Verified Compilation of C Programs with a Nominal Memory Model
Last modified: Tue Jan 25 15:12:52 2022 GMT.
AbstractMemory models play an important role in verified compilation of imperative programming languages. A representative one is the block-based memory model of CompCert, the state-of-the-art verified C compiler. Despite its success, the abstraction over memory space provided by CompCert's memory model is still primitive and inflexible. In essence, it uses a fixed representation for identifying memory blocks in a global memory space and uses a globally shared state for distinguishing between used and unused blocks. Therefore, any reasoning about memory must work uniformly for the global memory; it is impossible to individually reason about different sub-regions of memory (i.e., the stack and global definitions).

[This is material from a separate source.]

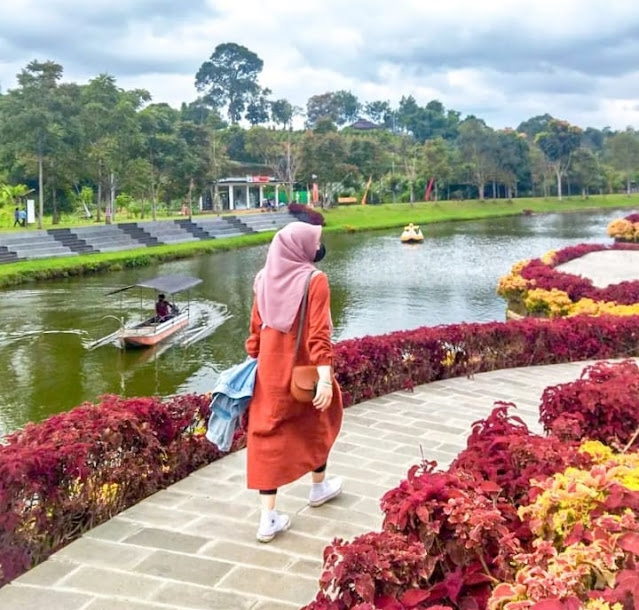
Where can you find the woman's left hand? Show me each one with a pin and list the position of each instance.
(323, 396)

This does not only incur unnecessarily complexity in compiler verification, but also pose significant difficulty for supporting verified compilation of open or concurrent programs that need to work with contextual memory, as manifested in many previous extensions of CompCert.
To remove the above limitations, we propose an enhancement to the block-based memory model based on nominal techniques; we call it the nominal memory model. By adopting the key concepts of nominal techniques such as atomic names and supports to model the memory space, we are able to (1) generalize the representation of memory blocks to any types satisfying the properties of atomic names and (2) remove the global constraints for managing memory blocks, enabling flexible memory structures for open and concurrent programs.
To demonstrate the effectiveness of the nominal memory model, we develop a series of extensions of CompCert based on it. These extensions show that the nominal memory model (1) supports a general framework for verified compilation of C programs, (2) enables concise and intuitive reasoning of compiler transformations on partial memory; and (3) enables modular reasoning about programs working with contextual memory. We also demonstrate that these extensions require limited changes to the original CompCert, making the verification techniques based on the nominal memory model easy to adopt.
PublishedIn Proc. 49th ACM SIGPLAN-SIGACT Symposium on Principles of Programming Languages (POPL'22), Philadelphia, PA, January 2022. Published as Proceedings of the ACM on Programming Languages (PACMPL), Volume 6, Number POPL, Article 25 (January 2022), 31 pages.